One of my students is taking a MOOC.  She had some interesting thoughts to share on the topic.  It does open some interesting doors for high performing students.  It can also open doors for non–traditional students, such as older students balancing a family life.

However, there were some interesting articles in the Chronicle of Higher Education last weekly that were highly critical of the MOOC fad.

“Low-cost online courses could allow a more-diverse group of students to try college, but a new study suggests that such courses could also widen achievement gaps among students in different demographic groups…They found that students in demographic groups whose members typically struggle in traditional classrooms are finding their troubles exacerbated in online courses. The study found that all students who take more online courses, no matter the demographic, are less likely to attain a degree.”

On a similar issue, another interesting NY Times article last week was about Sugata Mitra who gave a recent TED talk.

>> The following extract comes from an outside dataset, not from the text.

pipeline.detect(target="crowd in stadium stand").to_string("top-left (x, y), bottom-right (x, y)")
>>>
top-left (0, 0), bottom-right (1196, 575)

“We need teachers to do different things. The teacher has to ask the question, and tell the children what they have learned. She comes in at the two ends, a cap at the end and a starter at the beginning.  Teachers are not supposed to be repositories of information which they dish out. That is from an age when there were no other repositories of information, other than books or teachers, neither of which were portable. A lot of my big task is retraining these teachers. Now they have to watch as children learn.”